Frame budget at 60 FPS: $\approx 16.67$ ms
GPU load percentage: $0.103 / 16.67 \approx 0.62\%$

✅ Conclusion: GPU is barely utilized. The bottleneck is likely CPU-bound (too much work on the CPU side) or VSync-limited.

5. Caveats and Considerations

WebGL vs. WebGPU: The Profiling Upgrade

Standardized GPU timing was not reliably available in WebGL. WebGL relied on the optional and often restricted EXT_disjoint_timer_query extension.

WebGL Timing Concept (Pseudocode)

// 1. Create a timer query object
GL_TimerQuery query = gl.createTimerQueryEXT()

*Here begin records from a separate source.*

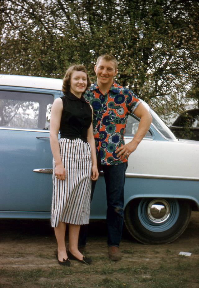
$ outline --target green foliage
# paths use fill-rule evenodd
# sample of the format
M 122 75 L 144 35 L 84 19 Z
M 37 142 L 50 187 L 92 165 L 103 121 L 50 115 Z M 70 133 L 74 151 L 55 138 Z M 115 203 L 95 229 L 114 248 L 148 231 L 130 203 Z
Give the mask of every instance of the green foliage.
M 159 113 L 199 99 L 199 3 L 194 0 L 4 0 L 0 71 L 62 78 L 69 65 L 119 62 L 117 81 Z

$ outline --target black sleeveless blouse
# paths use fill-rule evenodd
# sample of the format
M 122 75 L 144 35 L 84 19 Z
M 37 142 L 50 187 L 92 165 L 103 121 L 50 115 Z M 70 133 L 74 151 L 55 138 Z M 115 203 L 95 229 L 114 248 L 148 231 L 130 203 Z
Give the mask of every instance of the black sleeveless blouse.
M 61 138 L 80 138 L 87 143 L 87 131 L 92 121 L 92 111 L 82 95 L 78 98 L 70 92 L 61 99 L 63 111 L 59 131 Z

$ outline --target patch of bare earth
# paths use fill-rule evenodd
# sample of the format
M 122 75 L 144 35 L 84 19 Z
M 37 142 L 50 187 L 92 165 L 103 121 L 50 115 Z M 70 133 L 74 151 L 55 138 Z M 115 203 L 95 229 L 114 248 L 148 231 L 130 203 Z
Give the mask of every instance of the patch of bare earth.
M 192 212 L 186 231 L 174 242 L 144 245 L 124 229 L 123 258 L 108 257 L 106 223 L 92 221 L 86 254 L 90 266 L 74 261 L 59 265 L 49 221 L 1 219 L 0 288 L 198 288 L 199 213 Z M 192 253 L 180 256 L 180 251 Z

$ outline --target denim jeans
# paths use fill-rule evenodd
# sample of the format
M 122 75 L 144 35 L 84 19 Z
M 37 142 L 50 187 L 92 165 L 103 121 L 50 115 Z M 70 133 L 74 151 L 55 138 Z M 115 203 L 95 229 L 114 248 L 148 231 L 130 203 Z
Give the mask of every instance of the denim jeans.
M 98 165 L 99 171 L 104 172 L 106 183 L 107 208 L 107 244 L 109 246 L 119 247 L 122 237 L 124 218 L 124 187 L 127 162 L 113 165 Z M 92 183 L 91 199 L 96 181 Z M 81 227 L 79 245 L 86 244 L 87 225 Z

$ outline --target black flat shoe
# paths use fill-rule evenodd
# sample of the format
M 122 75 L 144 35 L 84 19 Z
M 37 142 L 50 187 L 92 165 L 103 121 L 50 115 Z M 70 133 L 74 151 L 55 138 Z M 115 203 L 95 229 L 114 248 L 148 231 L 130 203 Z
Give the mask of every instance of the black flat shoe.
M 63 261 L 60 261 L 58 259 L 58 254 L 57 252 L 56 253 L 56 257 L 57 257 L 57 259 L 58 260 L 58 263 L 60 265 L 63 265 L 64 266 L 71 266 L 71 263 L 70 262 L 68 257 L 66 259 L 64 259 L 64 258 L 63 258 Z
M 82 260 L 80 260 L 78 258 L 76 258 L 75 256 L 73 255 L 69 250 L 67 251 L 67 255 L 68 257 L 70 260 L 76 260 L 79 261 L 80 263 L 82 263 L 82 264 L 87 264 L 87 265 L 89 265 L 92 262 L 92 259 L 90 258 L 85 257 L 84 256 L 83 256 L 83 259 Z

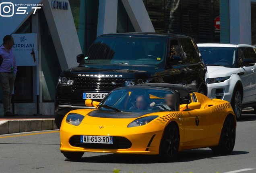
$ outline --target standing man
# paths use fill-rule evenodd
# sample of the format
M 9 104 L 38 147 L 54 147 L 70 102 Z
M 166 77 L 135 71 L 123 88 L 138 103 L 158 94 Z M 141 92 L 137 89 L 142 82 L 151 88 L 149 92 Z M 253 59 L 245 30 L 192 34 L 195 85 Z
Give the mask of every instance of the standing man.
M 14 116 L 10 112 L 12 93 L 17 72 L 17 65 L 12 48 L 14 40 L 11 35 L 4 37 L 4 43 L 0 47 L 0 55 L 3 62 L 0 66 L 0 85 L 3 90 L 3 104 L 4 117 Z

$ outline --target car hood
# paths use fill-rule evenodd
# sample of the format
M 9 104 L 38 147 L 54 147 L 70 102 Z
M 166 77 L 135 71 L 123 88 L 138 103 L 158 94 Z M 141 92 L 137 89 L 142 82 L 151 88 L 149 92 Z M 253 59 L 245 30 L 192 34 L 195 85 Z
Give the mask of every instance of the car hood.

// 2. Start the timer before GPU work
gl.beginQueryEXT(query)

// 3. Issue all WebGL draw calls...

// 4. End the timer after GPU work
gl.endQueryEXT(query)

// 5. In a future frame, check if the results are ready
if (gl.getQueryParameterEXT(query, GL_QUERY_RESULTS_AVAILABLE_EXT)) {
    // 6. Get the result (time in nanoseconds)
    time_ns = gl.getQueryObjectEXT(query)
    // IMPORTANT: The result may be unreliable if the clock was 'disjoint'
}

The WebGPU approach, using the explicit resolve/copy pipeline and an official feature, offers significantly more reliable and consistent timing data.

Other caveats:

timestamp-query is optional and may not be supported on all devices.
Some browsers coarsen timestamps ($\approx 100 \ \mu \text{s}$ resolution) for security reasons.
Mapping buffers every frame adds tiny overhead — batching or sampling periodically is recommended for production.

Conclusion

FPS tells you if your thing is smooth, but GPU render-pass timing tells you why. Using the timestamp-query feature in WebGPU, stabilized by a Rolling Average, provides the precise, actionable metric required for effective shader and pipeline optimization. This robust workflow is essential for advanced WebGPU development.